In the past few days, the valley has regained the ignominy of being ranked the most polluted place on the planet. The immediate cause is the uncontrolled burning of parched forests around the valley. That, coupled with the use of more and more fossil fuel, makes the valley a hazardous place to live at this time of the year. This is also because its bowl shape traps a lot of heat and does not allow for easy escape of the polluting air. Reportedly, there are incidents of fires in nearly half of the country’s forest areas, and the other half is also expected to see their fair share of fires over the next few weeks.
The smoke from these fires in the surrounding areas blows into Kathmandu and the polluting particles in the air settle in the valley’s low atmosphere. Rain would normally wash away these particles but there is typically little of it at the start of the Bikram Sambat. The air thus polluted has made life miserable for everyone, especially the elderly and those with compromised immunity who are coming down with respiratory illnesses. Those of them unfortunate to have also contracted Covid-19 are struggling for their very lives.
In fact, it is not just Kathmandu valley that has been buffeted by bad air.

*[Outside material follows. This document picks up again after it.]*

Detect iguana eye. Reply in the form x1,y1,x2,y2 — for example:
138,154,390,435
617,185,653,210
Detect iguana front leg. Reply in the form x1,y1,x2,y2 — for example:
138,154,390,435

Pokhara, Nepal’s second biggest city, is also under thick smog, and flights in and out of the place have had to be cancelled. That is also the case with the urban habitats across the Tarai belt. Yet the authorities seem unbothered. Even as the air pollution problem assumes alarming proportions, there has been hardly a squeak about it in the national Parliament. In the country’s major forest areas, the local fire-fighting units don’t even have basic equipment. Nor has nearly enough been done to make people aware of accidentally or intentionally lighting up fires. What, one wonders, could be more important for the elected representatives than the health and wellbeing of its people?
Things are expected to get worse in the years ahead as the climate becomes more and more unpredictable. We in Nepal cannot control what people and governments in other countries do. But we can do at least the bare minimum on our own soil, for instance by increasing the budget for fire-fighting units at the local level, starting a strict regimen of punishment for those careless enough to leave fires unattended. It’s a start choice we face: We act now—or we will all soon be choking to death.